There is so much heartbreak and violence and devastation in the story we hear on Good Friday – from Judas’s betrayal, bringing a detachment of soldiers to confront and arrest Jesus. To Peter’s denial of Jesus, not once, but three times. To Jesus being questioned and beaten by the authorities. We hear the people given a choice between violence and mercy – “Crucify him!” they shout, over and over again. 

In an attempt to mock and humiliate him, they press a crown of thorns onto Jesus’s brow and throw a purple robe around him, and forcing him to carry his own cross – his own instrument of torture and death, they lead him to Golgotha. And in front of his mother. In front of his family, Jesus is crucified. 

From John, the 19th chapter: “After this, when Jesus knew that all was now finished, he said (in order to fulfill the scripture), “I am thirsty.” 29A jar full of sour wine was standing there. So they put a sponge full of the wine on a branch of hyssop and held it to his mouth. 30When Jesus had received the wine, he said, “It is finished.” Then he bowed his head and gave up his spirit.”

About 10 years ago, I took a friend to his first Good Friday service. He grew up Christian, but his church tradition didn’t include an observance of Good Friday, so a service that took place largely in darkness, where we heard the brutal account of Jesus’s crucifixion and then left in somber silence – well, it was jarring for him. 

We walked quietly to a nearby restaurant to get some dinner after the service. It was odd to be surrounded by the hustle and bustle of the wait staff, and the lively conversations of the restaurant patrons around us – folks just out on a normal Friday night. But there we sat, in a sort of dazed silence, trying to process the fact that life was still moving all around us while we grieved the death of Jesus. 

At one point, my friend tried to make some lighthearted joke during dinner, and we both half heartedly chuckled. Then he said, “It feels wrong to laugh. You know, after that service. It doesn’t feel like I’m allowed to laugh. It’s weird and uncomfortable. I don’t like leaving church that way – sad. Hopeless.” After a moment, I said, “Yeah – that’s what Good Friday feels like. I hate it, too.” We sat there for a while and both sipped our waters in silence. 

“I am thirsty,” Jesus says from his brokenness upon the cross. “I am thirsty.”

The experience of Good Friday feels like walking through the desert with no water to sustain us. One betrayal, one denial, one strike of the violent fist, one injustice after another. After all of that, hanging there on the cross – it is no surprise that Jesus is thirsty. Parched. His well has run dry. He longs for cool, refreshing water. But in one final denial of his humanity – he receives only sour wine. And it is finished. 

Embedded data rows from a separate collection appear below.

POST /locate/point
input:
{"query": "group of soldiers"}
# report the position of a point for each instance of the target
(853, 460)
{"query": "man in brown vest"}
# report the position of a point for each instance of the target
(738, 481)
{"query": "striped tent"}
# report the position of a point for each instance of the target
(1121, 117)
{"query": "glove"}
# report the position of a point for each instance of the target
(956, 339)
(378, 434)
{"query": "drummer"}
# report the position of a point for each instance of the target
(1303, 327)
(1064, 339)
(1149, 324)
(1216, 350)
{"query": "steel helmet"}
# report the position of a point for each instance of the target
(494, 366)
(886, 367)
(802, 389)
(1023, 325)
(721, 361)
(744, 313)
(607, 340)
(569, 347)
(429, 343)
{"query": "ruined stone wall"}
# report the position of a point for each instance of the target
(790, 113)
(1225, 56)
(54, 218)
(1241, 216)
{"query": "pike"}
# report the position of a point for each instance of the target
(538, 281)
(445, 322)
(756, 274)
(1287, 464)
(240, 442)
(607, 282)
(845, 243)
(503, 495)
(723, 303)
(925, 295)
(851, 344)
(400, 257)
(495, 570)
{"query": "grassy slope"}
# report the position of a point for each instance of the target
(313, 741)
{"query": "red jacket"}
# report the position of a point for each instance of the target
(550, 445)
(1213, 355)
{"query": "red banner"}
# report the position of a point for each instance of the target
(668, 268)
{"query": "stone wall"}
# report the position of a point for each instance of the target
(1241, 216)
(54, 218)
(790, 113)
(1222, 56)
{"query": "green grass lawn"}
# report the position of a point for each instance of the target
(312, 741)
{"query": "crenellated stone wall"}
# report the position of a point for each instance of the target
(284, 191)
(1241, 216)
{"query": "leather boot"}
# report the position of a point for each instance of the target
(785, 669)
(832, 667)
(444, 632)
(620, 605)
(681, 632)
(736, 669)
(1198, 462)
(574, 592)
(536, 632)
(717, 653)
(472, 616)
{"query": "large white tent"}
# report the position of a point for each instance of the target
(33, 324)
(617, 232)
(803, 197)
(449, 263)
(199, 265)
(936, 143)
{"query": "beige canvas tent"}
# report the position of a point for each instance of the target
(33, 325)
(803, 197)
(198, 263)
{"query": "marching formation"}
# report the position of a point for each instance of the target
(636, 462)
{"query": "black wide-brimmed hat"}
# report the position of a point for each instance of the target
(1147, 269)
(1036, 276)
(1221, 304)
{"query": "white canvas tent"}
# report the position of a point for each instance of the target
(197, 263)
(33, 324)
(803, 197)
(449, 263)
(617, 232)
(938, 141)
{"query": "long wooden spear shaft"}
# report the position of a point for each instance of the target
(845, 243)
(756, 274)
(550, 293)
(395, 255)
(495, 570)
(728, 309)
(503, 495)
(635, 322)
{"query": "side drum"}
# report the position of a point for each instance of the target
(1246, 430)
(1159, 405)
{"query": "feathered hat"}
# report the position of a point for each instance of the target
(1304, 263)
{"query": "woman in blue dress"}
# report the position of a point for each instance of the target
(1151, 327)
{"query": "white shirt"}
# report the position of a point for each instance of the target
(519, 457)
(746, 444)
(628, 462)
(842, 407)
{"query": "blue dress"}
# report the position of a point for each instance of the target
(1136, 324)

Perhaps you, too, walk away from Good Friday feeling parched. Struck by the discomfort and pain and hopelessness of it all – the violence and the heartbreak and the death – the very worst that humanity has to offer, unleashed upon a man, unleashed upon a God whose only desire for this world is love and liberation from the sin and death and powers that bind us. Perhaps you, too, walk away from Good Friday thinking, “I am thirsty.” Thirsty for peace in a world that so often chooses violence. Thirsty for justice in a world that deals in oppression and discrimination and hatred. Thirsty for mercy in a world that demands vengeance. Thirsty for hope in a world that, at times, makes us feel utterly hopeless. 

Good Friday is a jarring experience. We are left to sit in the silence. In the grief. In the thirst. We long for the good news – for the promise of Easter resurrection to fill us with hope and joy and laughter again. But here, on Friday, here in the midst of the brokenness and sin and struggle that plague our lives and our world – the hope of Sunday feels so far away.  

Of course, we know how this story ends. We know that as people of resurrection, when we are parched, when our wells have run dry and we reach for relief – because of Jesus, because of Good Friday, we receive not sour wine, but living water that satisfies all our parched places. Water that will revive us and bring us to new life.

Still, today, as we sit in the grief, as we thirst for peace and justice and hope and life in abundance for this world God so loves – we remember that Jesus knows what it is to thirst for those things, too. And that he is with us – even and especially – in the shadow of the cross. Amen.